The removal of petroleum subsidy has led to higher fuel prices and the increment in electricity tariff means that Nigerians who can see elusive electricity are paying more for it. As the economic situation becomes more challenging and harder for the citizens, so would the propensity to join in any protest that targets the government, which allows them to vent their anger.
Therefore, the government needs to continue in meaningful engagement with the protesters and ensure that our trigger happy law enforcement agencies apply the highest degree of professionalism and restraint in dealing with the visibly angry youths. Beyond mere pronouncements, the government should take concrete actions to show that it is not business as usual.
Members of the now-disbanded SARS who engaged in wanton killing of innocent youths should face the full wrath of the law while genuine reforms of the Nigerian police starts in earnest and not by the police. Nobody should expect the police to be on the driver’s seat of police reforms.
Every stakeholder who has something to offer, including the young people who are leading the protest should be involved in the reforms.
Be it as it may, the government
should not allow itself to be held hostage by subversive elements who failed through the ballot box but who want to take advantage of the current situation to perform acts of sedition capable of undermining the peace and security of Nigerians.

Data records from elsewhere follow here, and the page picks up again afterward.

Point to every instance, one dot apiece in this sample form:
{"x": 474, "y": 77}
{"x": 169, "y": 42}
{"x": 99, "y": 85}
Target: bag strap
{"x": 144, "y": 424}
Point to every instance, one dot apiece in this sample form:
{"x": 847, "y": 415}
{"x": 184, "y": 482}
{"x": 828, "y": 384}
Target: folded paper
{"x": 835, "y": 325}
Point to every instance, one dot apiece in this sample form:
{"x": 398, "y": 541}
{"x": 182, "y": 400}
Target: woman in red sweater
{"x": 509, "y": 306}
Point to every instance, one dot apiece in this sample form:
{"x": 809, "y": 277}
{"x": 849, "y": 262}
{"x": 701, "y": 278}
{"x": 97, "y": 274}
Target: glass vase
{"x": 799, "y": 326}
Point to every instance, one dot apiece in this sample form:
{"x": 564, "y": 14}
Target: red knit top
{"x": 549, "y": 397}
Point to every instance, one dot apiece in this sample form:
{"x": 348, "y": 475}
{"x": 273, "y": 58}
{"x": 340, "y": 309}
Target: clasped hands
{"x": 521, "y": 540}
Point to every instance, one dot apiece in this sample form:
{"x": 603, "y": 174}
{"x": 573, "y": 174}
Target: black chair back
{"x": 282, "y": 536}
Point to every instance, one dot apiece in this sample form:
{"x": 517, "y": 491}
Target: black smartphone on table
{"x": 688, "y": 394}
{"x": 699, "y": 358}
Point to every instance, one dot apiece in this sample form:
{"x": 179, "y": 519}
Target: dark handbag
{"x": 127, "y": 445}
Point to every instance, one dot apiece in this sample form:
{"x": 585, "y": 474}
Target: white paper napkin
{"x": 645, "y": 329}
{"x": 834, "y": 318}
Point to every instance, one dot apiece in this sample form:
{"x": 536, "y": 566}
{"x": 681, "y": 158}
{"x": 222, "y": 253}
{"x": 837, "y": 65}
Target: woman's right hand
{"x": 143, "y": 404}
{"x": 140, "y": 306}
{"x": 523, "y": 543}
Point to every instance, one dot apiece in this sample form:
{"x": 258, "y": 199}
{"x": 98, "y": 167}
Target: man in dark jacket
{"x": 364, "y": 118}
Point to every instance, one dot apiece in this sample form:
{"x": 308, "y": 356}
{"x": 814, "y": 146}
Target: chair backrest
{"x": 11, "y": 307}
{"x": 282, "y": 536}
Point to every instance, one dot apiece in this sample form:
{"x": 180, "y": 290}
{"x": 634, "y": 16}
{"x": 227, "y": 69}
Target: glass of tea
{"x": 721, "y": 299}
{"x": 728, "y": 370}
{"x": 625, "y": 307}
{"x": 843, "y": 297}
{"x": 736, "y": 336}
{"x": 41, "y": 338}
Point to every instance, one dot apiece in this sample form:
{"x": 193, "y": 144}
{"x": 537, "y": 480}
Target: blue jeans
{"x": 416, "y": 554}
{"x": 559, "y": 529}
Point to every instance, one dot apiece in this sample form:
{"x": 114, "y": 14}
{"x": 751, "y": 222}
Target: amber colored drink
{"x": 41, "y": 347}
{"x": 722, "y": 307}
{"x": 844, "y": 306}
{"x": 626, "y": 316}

If these people are indeed opposition politicians like many people suspect, the law should take its course.
We should eschew mediocrity, nepotism and impunity whilst embracing and promoting meritocracy, accountability, transparency and efficiency in managing our resources.
The #EndSARS protest has sent a clear signal that the youths of Nigeria have found their voice and the message is that we need comprehensive reform in all sectors of our country, be it security, education, healthcare, governance, economy or youth engagement. To assume that it is all about police brutality is a simplistic interpretation of complex phenomena.